Interesting thing though: these are not all PDFs. I have three JPEGs, I have two PDFs, and then I have a DOCX file. So I have some controls over what happens. I could get rid of this image if I don't want it, so I can select it and click the Remove, and I can change the order. Initially, they're in alphanumeric order, which I think you'd expect, but maybe I want this at the end of my little collection and maybe I want that to sort of be my cover. So this is the order in which I want them bound together into what Acrobat calls a binder.
So what's going to happen to the Word file and the image files? They're not already PDFs. Well, when I choose Combine Files, the images are very fast to convert to PDF. The PDFs are already PDFs, and all that remains is for Acrobat to convert that DOCX file. This means I don't have to go into Word and make a PDF ahead of time. So what you're going to find is that Acrobat can't convert all file types on the fly, but it can convert a number of common file types to PDF on the fly like that, which is really handy. It saves you some work. When I go into the Thumbnails panel, you can see how this has all been strung together.

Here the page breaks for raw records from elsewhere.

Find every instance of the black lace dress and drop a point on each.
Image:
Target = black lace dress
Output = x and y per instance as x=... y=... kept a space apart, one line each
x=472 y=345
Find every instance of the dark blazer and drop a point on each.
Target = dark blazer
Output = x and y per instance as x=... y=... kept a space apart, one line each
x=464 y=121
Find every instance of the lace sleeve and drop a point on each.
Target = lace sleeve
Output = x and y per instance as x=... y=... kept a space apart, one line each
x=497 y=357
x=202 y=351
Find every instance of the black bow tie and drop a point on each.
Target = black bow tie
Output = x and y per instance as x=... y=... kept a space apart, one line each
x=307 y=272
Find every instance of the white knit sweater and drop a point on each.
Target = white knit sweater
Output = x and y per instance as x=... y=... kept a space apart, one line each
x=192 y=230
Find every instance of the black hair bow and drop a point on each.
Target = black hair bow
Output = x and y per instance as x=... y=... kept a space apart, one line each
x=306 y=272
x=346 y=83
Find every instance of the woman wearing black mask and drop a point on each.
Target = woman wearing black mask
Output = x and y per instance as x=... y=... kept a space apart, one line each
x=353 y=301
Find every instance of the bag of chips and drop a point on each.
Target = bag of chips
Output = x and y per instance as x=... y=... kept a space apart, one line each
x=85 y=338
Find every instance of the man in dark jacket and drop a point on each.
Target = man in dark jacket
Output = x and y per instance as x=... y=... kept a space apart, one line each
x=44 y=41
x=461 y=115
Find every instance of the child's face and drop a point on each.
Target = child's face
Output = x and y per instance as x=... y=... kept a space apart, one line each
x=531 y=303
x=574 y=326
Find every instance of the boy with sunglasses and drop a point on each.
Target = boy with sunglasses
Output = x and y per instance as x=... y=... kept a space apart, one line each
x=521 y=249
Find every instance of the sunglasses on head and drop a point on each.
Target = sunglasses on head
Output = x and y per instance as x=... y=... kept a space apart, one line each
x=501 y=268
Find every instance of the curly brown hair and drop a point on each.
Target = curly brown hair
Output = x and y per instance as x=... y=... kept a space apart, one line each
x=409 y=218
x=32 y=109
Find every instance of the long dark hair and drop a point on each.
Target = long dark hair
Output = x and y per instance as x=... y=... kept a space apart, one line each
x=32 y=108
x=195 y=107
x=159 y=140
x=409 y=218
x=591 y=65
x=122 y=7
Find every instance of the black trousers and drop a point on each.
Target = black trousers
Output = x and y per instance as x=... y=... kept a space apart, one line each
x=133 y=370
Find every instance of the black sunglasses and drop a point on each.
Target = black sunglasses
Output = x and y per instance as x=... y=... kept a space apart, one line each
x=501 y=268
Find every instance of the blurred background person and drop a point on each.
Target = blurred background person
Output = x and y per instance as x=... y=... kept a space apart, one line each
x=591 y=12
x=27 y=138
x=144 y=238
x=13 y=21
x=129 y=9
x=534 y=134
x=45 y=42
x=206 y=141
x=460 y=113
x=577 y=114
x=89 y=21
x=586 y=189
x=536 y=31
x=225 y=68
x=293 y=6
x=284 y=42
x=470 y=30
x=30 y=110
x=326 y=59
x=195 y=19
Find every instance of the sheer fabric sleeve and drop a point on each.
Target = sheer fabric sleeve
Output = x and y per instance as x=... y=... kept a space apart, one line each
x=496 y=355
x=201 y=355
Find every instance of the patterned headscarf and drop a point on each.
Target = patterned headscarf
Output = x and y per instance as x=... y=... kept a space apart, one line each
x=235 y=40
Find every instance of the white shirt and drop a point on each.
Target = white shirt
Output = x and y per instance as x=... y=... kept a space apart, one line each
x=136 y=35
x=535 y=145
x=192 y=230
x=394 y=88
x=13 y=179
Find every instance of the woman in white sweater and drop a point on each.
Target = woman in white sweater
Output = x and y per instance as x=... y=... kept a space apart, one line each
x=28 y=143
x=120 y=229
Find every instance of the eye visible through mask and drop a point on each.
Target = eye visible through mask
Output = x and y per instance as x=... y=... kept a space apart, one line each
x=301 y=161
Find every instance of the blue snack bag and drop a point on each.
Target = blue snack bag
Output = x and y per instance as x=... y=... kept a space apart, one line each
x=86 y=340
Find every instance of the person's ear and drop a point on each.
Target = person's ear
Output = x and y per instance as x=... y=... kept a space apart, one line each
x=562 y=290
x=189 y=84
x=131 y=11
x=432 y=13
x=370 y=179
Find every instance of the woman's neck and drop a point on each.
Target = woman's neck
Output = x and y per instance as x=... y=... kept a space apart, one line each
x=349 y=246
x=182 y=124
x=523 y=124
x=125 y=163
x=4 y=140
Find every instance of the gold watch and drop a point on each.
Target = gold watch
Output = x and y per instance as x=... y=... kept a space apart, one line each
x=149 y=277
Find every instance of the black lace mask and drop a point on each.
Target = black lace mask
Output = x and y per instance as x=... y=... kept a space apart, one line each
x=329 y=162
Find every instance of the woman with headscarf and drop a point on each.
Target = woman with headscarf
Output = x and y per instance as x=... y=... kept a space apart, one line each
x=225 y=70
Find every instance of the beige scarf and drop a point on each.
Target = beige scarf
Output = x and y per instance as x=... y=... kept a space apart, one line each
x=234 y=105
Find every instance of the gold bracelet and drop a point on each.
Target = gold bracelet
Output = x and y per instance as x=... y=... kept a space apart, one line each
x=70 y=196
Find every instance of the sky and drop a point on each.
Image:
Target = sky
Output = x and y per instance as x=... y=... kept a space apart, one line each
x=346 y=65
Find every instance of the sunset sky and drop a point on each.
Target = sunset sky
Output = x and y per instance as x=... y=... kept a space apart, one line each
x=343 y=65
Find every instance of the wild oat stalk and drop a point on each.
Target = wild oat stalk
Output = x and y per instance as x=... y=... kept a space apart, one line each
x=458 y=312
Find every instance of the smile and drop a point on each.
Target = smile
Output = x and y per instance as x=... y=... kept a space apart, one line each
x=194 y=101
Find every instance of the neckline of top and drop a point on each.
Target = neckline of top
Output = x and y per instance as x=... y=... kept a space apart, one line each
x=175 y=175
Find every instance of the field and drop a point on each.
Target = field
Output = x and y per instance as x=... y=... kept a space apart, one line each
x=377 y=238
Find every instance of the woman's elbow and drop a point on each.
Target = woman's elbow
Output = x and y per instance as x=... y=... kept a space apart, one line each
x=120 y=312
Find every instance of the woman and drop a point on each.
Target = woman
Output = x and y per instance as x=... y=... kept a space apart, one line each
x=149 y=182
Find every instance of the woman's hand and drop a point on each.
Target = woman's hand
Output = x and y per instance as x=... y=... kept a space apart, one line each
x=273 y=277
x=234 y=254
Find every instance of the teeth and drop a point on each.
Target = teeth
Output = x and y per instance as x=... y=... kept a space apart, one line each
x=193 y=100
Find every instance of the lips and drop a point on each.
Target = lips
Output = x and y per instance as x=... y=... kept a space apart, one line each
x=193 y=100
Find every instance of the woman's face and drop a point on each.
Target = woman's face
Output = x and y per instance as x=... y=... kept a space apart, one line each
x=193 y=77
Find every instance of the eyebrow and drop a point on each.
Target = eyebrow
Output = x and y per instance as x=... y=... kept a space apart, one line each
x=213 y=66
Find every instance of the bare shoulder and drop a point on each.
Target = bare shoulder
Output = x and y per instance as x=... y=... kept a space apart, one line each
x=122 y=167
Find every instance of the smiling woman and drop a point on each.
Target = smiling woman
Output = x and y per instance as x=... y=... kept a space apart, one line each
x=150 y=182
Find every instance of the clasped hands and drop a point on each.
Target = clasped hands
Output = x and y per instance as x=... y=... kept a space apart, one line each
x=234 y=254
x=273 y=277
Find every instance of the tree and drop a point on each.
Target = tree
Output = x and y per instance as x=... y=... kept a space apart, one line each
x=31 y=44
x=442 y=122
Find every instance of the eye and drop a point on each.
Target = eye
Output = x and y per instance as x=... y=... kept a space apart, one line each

But it's sort of hard to tell where one file stopped and the next file started. But this is a nice thing that Acrobat does: in Bookmarks, notice that I have bookmarks for the beginning of each file, and beyond that, there were already bookmarks within the roux_catalog PDF and the SpanishArt PDF, and those have been maintained. That means that all those navigational features are still intact, which is really great. So I find this really helpful when I am doing research on topics. I'll just add everything together, put it in one folder, and then let Acrobat convert it into a binder, and I have everything all in one repository.
So what do I have right now? Well, I have a PDF, but it hasn't been saved yet. So it's called Binder6. I want to give it a better name. Plus, if the power goes out right now, I've lost all that work. So I'm going to do a File > Save As, I am going to put it back in that folder, and I'll just call it Combined Art Resources. We're actually not going to use this file again. I just wanted to make the point to you that you do need to save it, that initially it just exists in RAM and you don't want to lose that. So remember this the next time you want to combine a bunch of resources into just one piece and make it easy for you to find information that you commonly refer to.
It's very easy and Acrobat sort of does the heavy lifting for you.